The Biden administration has released $5 million to help further efforts to restore grassland landscapes for bison.

"The funding will support tribally led initiatives to strengthen bison conservation and expansion, improved management of existing herds, and ecosystem restoration efforts in native grassland habitats," said a release Thursday from the Interior Department.

The funding includes $3.5 million from the Inflation Reduction Act that will support the InterTribal Buffalo Council’s herd development and apprenticeship program created by Secretarial Order 3410. The Council is a collection of 80 tribes in 20 states that facilitates the management of more than 20,000 bison. An additional $1.5 million from the Bipartisan Infrastructure Law is available through the Bureau of Indian Affairs to federally recognized tribes and tribal organizations to support tribal bison herd expansion interests, including a focus on ecosystem restoration through bison conservation.

"The American bison is inextricably intertwined with Indigenous culture, grassland ecology and American history.
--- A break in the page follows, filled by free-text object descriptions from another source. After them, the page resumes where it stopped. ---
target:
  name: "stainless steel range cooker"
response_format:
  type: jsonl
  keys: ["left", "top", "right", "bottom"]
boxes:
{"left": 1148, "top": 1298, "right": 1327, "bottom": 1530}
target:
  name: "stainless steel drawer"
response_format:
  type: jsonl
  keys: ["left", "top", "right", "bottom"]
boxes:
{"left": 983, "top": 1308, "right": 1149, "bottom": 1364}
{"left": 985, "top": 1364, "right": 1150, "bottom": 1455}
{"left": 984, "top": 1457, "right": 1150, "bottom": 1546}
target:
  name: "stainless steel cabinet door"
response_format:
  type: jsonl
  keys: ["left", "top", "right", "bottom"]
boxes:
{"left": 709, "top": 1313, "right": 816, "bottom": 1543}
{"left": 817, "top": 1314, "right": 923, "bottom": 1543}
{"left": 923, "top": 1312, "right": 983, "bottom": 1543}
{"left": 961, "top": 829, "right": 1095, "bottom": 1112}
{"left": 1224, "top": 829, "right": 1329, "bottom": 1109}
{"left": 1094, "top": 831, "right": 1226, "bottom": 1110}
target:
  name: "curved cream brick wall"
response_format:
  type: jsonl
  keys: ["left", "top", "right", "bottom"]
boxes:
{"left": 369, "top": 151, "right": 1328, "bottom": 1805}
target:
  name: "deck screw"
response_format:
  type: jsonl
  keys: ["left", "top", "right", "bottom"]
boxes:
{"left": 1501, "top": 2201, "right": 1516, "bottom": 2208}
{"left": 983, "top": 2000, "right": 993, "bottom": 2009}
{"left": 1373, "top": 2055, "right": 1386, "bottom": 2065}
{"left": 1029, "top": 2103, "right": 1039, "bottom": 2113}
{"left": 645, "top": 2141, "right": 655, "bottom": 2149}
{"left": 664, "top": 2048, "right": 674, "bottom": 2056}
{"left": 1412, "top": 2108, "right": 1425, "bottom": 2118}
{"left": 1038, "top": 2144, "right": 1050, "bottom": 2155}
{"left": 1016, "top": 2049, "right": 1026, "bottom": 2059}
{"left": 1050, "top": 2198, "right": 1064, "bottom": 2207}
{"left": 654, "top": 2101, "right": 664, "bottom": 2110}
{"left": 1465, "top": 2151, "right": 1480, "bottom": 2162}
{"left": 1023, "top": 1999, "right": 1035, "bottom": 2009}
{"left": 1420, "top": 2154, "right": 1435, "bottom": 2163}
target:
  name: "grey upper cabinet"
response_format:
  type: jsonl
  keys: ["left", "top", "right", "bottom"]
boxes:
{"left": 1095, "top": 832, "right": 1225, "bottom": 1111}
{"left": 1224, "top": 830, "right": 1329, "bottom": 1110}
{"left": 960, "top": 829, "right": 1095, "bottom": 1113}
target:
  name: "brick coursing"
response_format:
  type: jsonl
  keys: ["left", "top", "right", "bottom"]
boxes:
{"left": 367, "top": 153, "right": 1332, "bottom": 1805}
While the overall recovery of bison over the last 130 years is a conservation success story, significant work remains to not only ensure that bison will remain a viable species but also to restore grassland ecosystems, strengthen rural economies dependent on grassland health and provide for the return of bison to tribally owned and ancestral lands,” said Interior Secretary Deb Haaland. “This new funding from President Biden’s Investing in America agenda will help support tribal efforts to restore this iconic species and integrate Indigenous Knowledge into the department’s shared stewardship goals.”

Bison, North America’s largest mammal, were designated the national mammal of the United States in May 2016. With bulls standing 6 feet tall and weighing as much as a ton, they long have been viewed as icons on the landscape. They appeared on the back of the Indian Head nickel that was minted from 1913-1938, as a symbol of the Interior Department since 1917, and part of the National Park Service “arrowhead” emblem since 1951.

Once moving across the Great Plains in herds that stretched to the horizon, the “great slaughter” of the late 19th century decimated the species and left only pockets of the animals on the landscape. Yellowstone National Park today is home to the largest free-roaming herds of bison, and the shaggy animals are revered by tourists who come to the park. Though many of the animals head to the park’s high country for the summer months, in winter they descend to the river valleys, where they use their massive heads as snowplows to uncover the remains of summer’s grasses and forbs.

Under Haaland the Interior Department is continuing work on bison restoration that dates back at least to 2008 when then-Interior Secretary Dirk Kempthorne pushed the initiative.

The Interior Department’s 2008 Bison Conservation Initiative “set the goal of restoring herds to their ecological and cultural role on appropriate landscapes within the species’ historical range.”

In 2011, when then-Park Service Director Jon Jarvis issued his “Call To Action” document that was to serve as a blueprint for leading the agency into its second century, one plank called for returning “the American bison, one of the nation’s iconic species, to our country’s landscape. To achieve this we will restore and sustain three wild bison populations across the central and western United States in collaboration with tribes, private landowners, and other public land management agencies.”

Salazar nudged that initiative further in 2012 when he issued a directive calling for short- and long-term proposals to transfer bison from Yellowstone to other federal or tribal lands “with a goal of restoring bison to their historic, ecological, and cultural places on appropriate landscapes.”

In 2020, Haaland announced a decade-long initiative to better understand genetic pools held within the Interior Department's roughly 11,000 bison and to bolster conservation and ecological efforts with states and tribes.